Criticism of Evans’ embracing of a kind of MTV, over-produced, “High-End Action Sports Entertainment” aesthetic reached fever pitch with the release of Girl and Chocolate cinema’s latest full length, pretty sweet, in November of last year. Pretty Sweet is a phenomenal production in terms of the level of skateboarding on show but also in terms of it’s quasi-cinematic look, even at a glance it is clearly apparent that Pretty Sweet isn’t simply just another skateboarding video. Despite the amazing showing from Girl/Chocolate young guns like Corey Kennedy, Elijah Berle and the young LA skater that seemingly came from nowhere, Stevie Perez, as well as some established greats like Marc Johnson and Guy Mariano, Pretty Sweet is not without it’s detractors. The over-saturation of footage of smiling men high-fiving each other throughout the video has not only not gone unnoticed but spawned the fantastic “Pretty Soft” and some of the music selections were extremely questionable (looking at you, truly dreadful Guy Mariano song)
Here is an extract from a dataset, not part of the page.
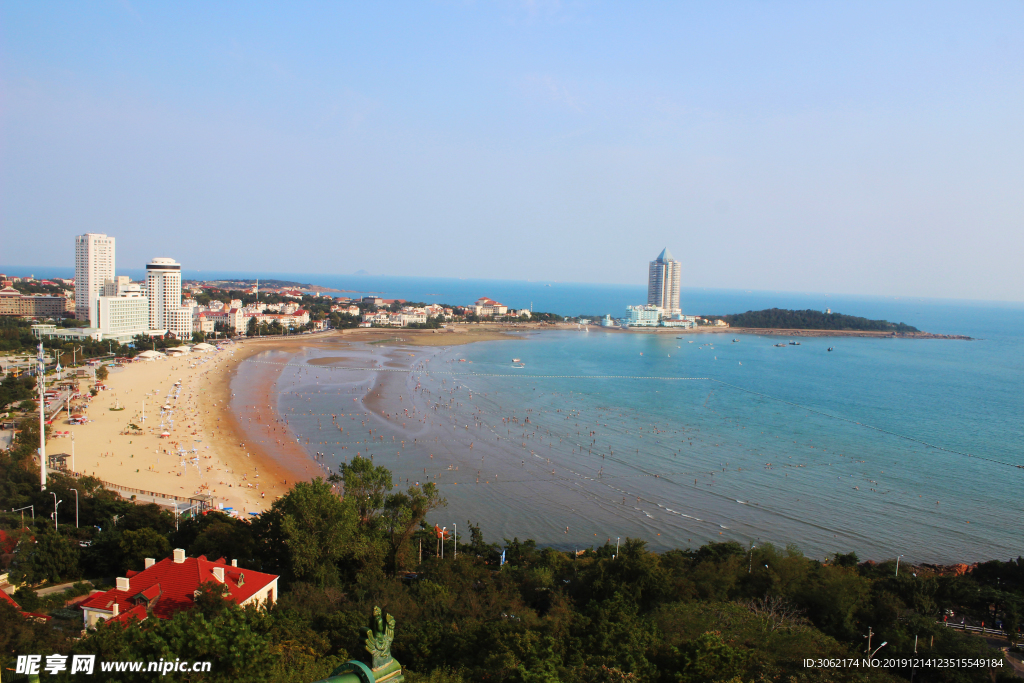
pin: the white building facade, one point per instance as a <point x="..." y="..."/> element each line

When one considers the Pretty Sweet/Ty Evans backlash it has to be kept in mind that lots of the people complaining are of the opinion all skateboard videos should look like this and regardless of ones tastes Evans was behind some of the unquestionably fantastic and significant skateboard films of the last decade or so (Chomp On This, Modus Operandi, Yeah Right) his legacy is in some respect secure. The real news surrounding Evans’ departure from the crail camp is where he is going to end up next. In an announcement that is pretty much equal parts“ No way, really!?” and “well yeah, of course he is”. Evans has apparently signed on to work with production company Brain Farm best known for their snowboarding film The Art of Flight and just generally using super expensive cameras to film stuff in super slow motion, both passions of Mr. Evans’. Though it is hard to be entirely happy for him when you witness the bizarre teeth gnashing and maniacal laughter he indulges in throughout the video introducing him to the Brain Farm team.